Additional results from the trial presented during the meeting showed that responses elicited with talquetamab were durable and were noted to deepen over time. Data for the IV cohorts are mature and showed that only 1 of 6 responders at 60 µg/kg or greater have experienced disease progression at a median follow-up of 7.4 months. None of the 17 responders at RP2D have had disease progression at a median follow-up of 3.7 months.
Notably, the 8 responders with a duration of more than 12 months all have ongoing responses with 7 complete responses or better and 3 with a duration of response of more than 2 years. “This indicates the favorable durability of efficacy in the novel agent,” said Chari.
The PK data with talquetamab support the RP2D, added Chari. Exposure is dose proportional following the initial dose. Moreover, a SC dose of 405 µg/kg has lower peak/trough ratio than an IV dose of 60 µg/kg; the former also maintains exposure over the maximum EC90. Anti-drug antibodies were found to be generally low titer in 12% of patients who received IV doses vs 8% in those who received SC doses. Anti-drug antibodies did not appear to impact safety, PK, or efficacy.
PD data also supported the RP2D of SC 405 µg/kg. “We see IL2Rα induction at higher levels with SC doses in 135 µg/kg to 800 µg/kg relative to the lower doses,” said Chari. “When we look at
maximum PD-1 T-cell activation, again, the 405 µg/kg dose shows a relatively high percentage of responders with T-cell activation.”

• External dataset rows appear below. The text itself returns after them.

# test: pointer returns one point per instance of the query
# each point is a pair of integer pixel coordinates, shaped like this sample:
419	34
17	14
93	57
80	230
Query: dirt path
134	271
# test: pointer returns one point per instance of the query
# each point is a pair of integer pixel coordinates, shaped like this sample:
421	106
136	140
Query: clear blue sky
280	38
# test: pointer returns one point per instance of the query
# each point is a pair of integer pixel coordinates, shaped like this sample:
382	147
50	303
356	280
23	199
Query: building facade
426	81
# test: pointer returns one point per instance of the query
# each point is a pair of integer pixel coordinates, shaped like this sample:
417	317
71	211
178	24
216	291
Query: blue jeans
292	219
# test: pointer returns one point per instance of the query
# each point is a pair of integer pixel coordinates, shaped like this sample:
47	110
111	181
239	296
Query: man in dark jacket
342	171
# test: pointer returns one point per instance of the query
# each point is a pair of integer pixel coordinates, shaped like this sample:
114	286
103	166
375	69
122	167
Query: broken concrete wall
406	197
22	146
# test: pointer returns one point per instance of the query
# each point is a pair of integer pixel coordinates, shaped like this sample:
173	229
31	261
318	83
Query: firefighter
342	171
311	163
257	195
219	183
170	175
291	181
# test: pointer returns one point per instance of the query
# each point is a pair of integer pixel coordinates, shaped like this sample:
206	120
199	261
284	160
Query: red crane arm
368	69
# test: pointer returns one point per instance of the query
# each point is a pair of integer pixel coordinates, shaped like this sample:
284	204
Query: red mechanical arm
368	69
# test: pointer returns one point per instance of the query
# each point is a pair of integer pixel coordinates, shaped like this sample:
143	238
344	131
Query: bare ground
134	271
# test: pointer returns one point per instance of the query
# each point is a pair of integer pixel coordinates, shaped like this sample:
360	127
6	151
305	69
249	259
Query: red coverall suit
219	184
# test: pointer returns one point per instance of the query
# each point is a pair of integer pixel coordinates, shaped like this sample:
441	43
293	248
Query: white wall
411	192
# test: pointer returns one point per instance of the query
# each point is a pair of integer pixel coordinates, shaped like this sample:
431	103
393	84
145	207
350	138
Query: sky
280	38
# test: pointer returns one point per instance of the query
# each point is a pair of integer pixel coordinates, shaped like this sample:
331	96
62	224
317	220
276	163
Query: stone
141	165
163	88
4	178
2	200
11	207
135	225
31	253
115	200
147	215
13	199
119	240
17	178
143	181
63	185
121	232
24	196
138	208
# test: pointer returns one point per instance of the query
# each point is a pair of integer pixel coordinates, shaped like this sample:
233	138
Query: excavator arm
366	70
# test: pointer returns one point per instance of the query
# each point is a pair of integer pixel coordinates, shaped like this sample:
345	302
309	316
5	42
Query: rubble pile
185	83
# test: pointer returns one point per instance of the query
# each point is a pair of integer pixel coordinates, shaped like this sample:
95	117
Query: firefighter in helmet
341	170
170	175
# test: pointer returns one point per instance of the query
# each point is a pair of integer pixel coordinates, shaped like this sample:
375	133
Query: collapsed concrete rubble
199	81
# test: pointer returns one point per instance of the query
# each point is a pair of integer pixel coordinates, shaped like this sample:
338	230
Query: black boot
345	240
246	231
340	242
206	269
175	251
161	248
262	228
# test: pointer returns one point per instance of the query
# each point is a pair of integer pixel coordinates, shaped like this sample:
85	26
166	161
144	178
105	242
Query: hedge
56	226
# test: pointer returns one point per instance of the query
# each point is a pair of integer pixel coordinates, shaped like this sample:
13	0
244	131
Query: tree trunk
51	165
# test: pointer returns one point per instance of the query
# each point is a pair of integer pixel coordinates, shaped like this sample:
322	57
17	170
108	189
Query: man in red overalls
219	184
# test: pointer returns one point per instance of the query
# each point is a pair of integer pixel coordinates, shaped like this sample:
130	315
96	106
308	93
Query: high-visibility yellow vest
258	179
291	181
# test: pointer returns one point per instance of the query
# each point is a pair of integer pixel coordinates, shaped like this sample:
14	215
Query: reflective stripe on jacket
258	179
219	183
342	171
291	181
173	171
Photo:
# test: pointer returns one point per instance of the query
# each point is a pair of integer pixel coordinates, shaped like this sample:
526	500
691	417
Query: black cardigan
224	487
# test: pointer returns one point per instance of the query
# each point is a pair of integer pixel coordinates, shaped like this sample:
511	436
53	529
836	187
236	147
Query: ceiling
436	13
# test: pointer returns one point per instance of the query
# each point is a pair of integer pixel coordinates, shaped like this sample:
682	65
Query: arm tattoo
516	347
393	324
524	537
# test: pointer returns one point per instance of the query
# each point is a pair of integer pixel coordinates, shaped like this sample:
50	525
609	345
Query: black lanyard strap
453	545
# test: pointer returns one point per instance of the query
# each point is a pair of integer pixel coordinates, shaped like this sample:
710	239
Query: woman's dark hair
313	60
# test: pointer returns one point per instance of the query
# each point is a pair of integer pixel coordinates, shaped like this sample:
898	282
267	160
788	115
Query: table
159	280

With regard to safety, in the RP2D cohort, all-grade hematologic toxicities included neutropenia (47%; 42% grade 3), anemia (26%; 0%), lymphopenia (16%; 16%), leukopenia (21%; 16%), and thrombocytopenia (21%; 5%). When looking at non-hematologic toxicities, all-grade CRS was reported in 68% of patients in this cohort but none were grade 3 or higher, and 47% had dysgeusia.
Three dose-limiting toxicities (DLT) were observed across all doses, but none were reported with the RP2D. Dose reductions at the RP2D were also determined to be less frequent and to happen later on versus those who received the agent at the 800 µg/kg. Thirty-eight percent of patients had infections, 16% at the RP2D. Eight percent had grade 3 or higher infections across the doses examined with no grade 3 or higher effects at RP2D.
“Neurotoxicity was relatively infrequent, as well,” said Chari. “Only 1 patient on the RP2D had grade 2 encephalopathy at it resolved.”
With regard to cutaneous toxicities, 18% of patients experienced injection-site reactions; this occurred in 21% of those in the RP2D cohort. Forty-five percent of patients experienced skin-related toxicities; 58% of those in the RP2D cohort had this but most were grade 1 or 2 in severity. Nail disorders occurred in 17% of all patients and 21% of patients in the RP2D cohort. No grade 5 toxicities were reported across all doses evaluated.
Overall rates of CRS in the IV and SC groups were 48% and 64%, respectively. The median time to CRS onset was 1 days and 2 days, respectively, and the median duration of CRS was 2 days in both cohorts. In the RP2D, half of patients received tocilizumab (Actemra), while the use of other supportive care options was relatively infrequent.
“Talquetamab has a tolerable safety profile at the RP2D of SC 405 tocilizumab,” concluded Chari,” and high response rates were observed [at this dose].”